Peerless Woolen Mills in Rossville
A devoted effort to revive the heart of a northwest Georgia manufacturing community took shape this spring through an innovative economic development collaboration with the University Of Georgia Carl Vinson Institute Of Government, Chattanooga’s Lyndhurst Foundation and GMA.
Through the collaboration, six teams of UGA landscape architecture students invested months of work preparing redevelopment designs for the Peerless Woolen Mills site that Rossville Mayor Teddy Harris calls the heart of his city. On May 2, the students presented their revitalization designs to Harris, other community leaders, citizens and members of the economic development coalition in Rossville City Hall.
With Lyndhurst Foundation support, 18 landscape architecture students working through UGA’s Urban Design Studio produced alternative solutions to reinvigorate the 27-acre mill site as a nexus for the kinds of social and business activities that can be seamlessly incorporated into the fast-growing metropolitan Chattanooga region.
“They are all great designs,” Harris said. “The thing I really like is that when these plans are given to prospective developers and investors they can pick and choose the parts that economically are the best fit for redevelopment.”
The Urban Design Studio is a component of the Georgia Downtown Renaissance Partnership, an economic development collaboration coordinated by the Institute of Government, GMA, the Georgia Cities Foundation and others. For the first time, a Georgia Downtown Renaissance Partnership project was supported by the Lyndhurst Foundation, a nonprofit dedicated to strengthening metro Chattanooga’s economy.
In Rossville, just across the state line from Chattanooga, students with the UGA College of Environment and Design worked in groups to create six different redevelopment plans for Peerless Mills. The students modeled big-picture ideas that could serve as catalysts for effective site redevelopment.
One group based its proposal on the region’s exceptional recreational opportunities by designing what could become a recreation mecca for outdoor enthusiasts and related retailers and small manufacturers. Other designs focused on developing a railroad center, a large civic plaza or mixed-use high-tech or green industry incubators.

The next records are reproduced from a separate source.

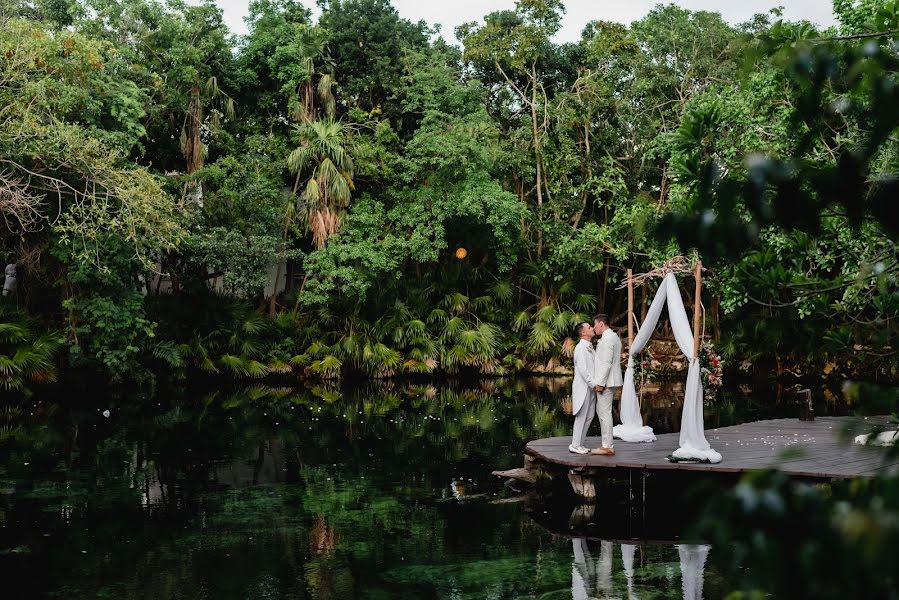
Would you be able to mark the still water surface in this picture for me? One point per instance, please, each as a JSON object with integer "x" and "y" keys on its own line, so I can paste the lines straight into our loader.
{"x": 376, "y": 492}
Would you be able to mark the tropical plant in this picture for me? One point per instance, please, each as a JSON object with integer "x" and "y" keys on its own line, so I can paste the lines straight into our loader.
{"x": 27, "y": 358}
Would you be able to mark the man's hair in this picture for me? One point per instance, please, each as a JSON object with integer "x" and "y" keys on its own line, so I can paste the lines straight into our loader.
{"x": 602, "y": 318}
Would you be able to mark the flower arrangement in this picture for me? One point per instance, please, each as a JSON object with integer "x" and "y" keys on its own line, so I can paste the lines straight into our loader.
{"x": 712, "y": 371}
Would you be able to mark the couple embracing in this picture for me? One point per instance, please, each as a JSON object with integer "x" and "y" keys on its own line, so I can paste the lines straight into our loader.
{"x": 597, "y": 372}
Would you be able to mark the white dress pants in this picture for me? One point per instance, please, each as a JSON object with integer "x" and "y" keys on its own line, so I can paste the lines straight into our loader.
{"x": 601, "y": 407}
{"x": 582, "y": 420}
{"x": 604, "y": 412}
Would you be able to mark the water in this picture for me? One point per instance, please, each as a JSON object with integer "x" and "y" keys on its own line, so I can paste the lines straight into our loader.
{"x": 377, "y": 492}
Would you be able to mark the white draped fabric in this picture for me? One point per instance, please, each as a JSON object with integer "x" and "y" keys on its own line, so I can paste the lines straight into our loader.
{"x": 632, "y": 428}
{"x": 692, "y": 568}
{"x": 692, "y": 434}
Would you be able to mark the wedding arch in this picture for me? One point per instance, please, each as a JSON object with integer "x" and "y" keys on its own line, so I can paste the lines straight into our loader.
{"x": 693, "y": 444}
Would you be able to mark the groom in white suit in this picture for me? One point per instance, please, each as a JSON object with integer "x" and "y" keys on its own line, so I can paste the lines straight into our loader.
{"x": 607, "y": 377}
{"x": 583, "y": 387}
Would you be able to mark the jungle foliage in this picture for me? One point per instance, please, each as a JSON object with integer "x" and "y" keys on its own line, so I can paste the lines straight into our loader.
{"x": 359, "y": 156}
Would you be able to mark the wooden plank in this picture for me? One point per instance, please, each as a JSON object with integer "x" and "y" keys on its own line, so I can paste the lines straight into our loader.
{"x": 825, "y": 451}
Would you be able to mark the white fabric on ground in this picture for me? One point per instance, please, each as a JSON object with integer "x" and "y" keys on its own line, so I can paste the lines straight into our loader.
{"x": 884, "y": 438}
{"x": 693, "y": 444}
{"x": 604, "y": 412}
{"x": 632, "y": 428}
{"x": 692, "y": 568}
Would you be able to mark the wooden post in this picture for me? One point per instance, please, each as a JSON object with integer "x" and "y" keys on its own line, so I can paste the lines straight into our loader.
{"x": 697, "y": 301}
{"x": 630, "y": 309}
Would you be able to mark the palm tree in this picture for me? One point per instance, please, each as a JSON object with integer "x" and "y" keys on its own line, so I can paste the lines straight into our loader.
{"x": 323, "y": 160}
{"x": 26, "y": 358}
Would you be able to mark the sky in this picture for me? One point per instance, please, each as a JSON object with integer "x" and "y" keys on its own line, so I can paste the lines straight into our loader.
{"x": 450, "y": 13}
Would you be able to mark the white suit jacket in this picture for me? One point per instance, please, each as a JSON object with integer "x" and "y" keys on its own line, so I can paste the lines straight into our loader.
{"x": 584, "y": 375}
{"x": 608, "y": 360}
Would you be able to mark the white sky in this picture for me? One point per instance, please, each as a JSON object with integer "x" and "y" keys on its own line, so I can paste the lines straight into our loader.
{"x": 450, "y": 13}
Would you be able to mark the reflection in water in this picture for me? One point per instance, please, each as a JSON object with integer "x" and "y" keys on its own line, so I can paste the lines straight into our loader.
{"x": 381, "y": 491}
{"x": 692, "y": 566}
{"x": 590, "y": 577}
{"x": 593, "y": 577}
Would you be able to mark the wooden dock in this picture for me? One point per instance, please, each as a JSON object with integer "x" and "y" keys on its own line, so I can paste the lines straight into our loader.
{"x": 813, "y": 449}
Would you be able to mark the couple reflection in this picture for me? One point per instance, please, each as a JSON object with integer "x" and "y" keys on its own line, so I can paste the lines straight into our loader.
{"x": 592, "y": 577}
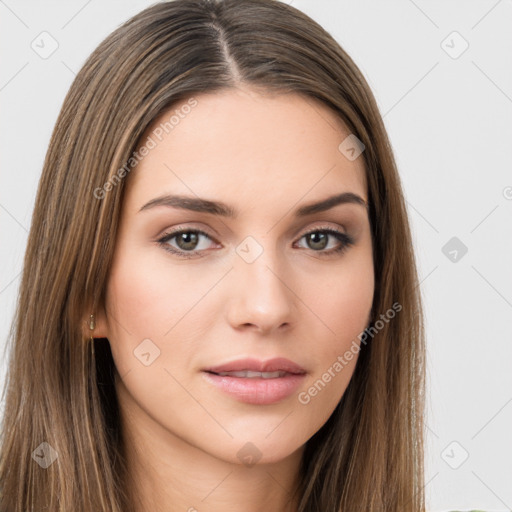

Preparing realistic plans that can serve as catalysts for reviving the longdormant mill site required the support of a growing coalition of public and private organizations, starting with the Georgia Downtown Renaissance Partnership. GMA and the Carl Vinson Institute of Government launched the partnership in 2013 with support from the Georgia Cities Foundation to help municipal leaders foster vibrant downtowns. Institute of Government faculty member Danny Bivins coordinates the Renaissance Partnership with GMA.
CED is intimately involved in two of the partnership’s three components: the Urban Design Studio that produced the Rossville redevelopment plans and a summer internship program. The Institute of Government works closely with GMA on the third component, a Renaissance Strategic Visioning & Planning (RSVP) process that helps Georgia cities establish effective downtown revitalization programs.
In just three years, more than 30 Georgia cities have benefitted from the Renaissance Partnership, GMA Executive Director Lamar Norton points out.
“The Georgia Downtown Renaissance Partnership has been a great resource for cities,” Norton said. “The Urban Design component gives students career-building experience and the participating cities get a well-thought-out plan to help them move forward.”
Landowners Hazel and Mitchell Bell were excited to offer Peerless Mills as a study site for CED Associate Professor Douglas Pardue’s Urban Design students. Additional support came from the Lyndhurst Foundation and the citizen-led Thrive 2055, both dedicated to advancing economic, educational and recreational opportunities in the Chattanooga area.
The Lyndhurst Foundation has been a major player in Chattanooga’s ongoing rebirth and its service area includes five Georgia counties. This year, the foundation lent its support to Renaissance Partnership projects in Rossville, Chickamauga and Chatsworth, according to President and Treasurer Benic “Bruz” Clark III.
“Community visioning and innovative urban planning and design have been essential ingredients in the Lyndhurst Foundation’s long-term strategy to revitalize downtown Chattanooga,” Clark said. “It is exciting to be able to help export this approach to community and economic development in outlying towns such as Rossville, Chatsworth and Chickamauga through the Renaissance Partnership.”
The Peerless Mills project illustrates perfectly why the Renaissance Partnership is so special, Pardue said. “It provided an exceptional experiential learning opportunity for our students by allowing them to work directly with community leaders and partners on an important civic site. And it provided the city of Rossville with design visions that will assist with site planning and fundraising,” he said.
Mayor Harris pledged to continue working with the Bell family to once again make Peerless Mills the vibrant heart of a thriving city. “The city is here to facilitate and to help in any way that we can. I think an economic boom will take place in the entire south side of the Chattanooga metro area when the right combination of redevelopment happens at Peerless Mills.”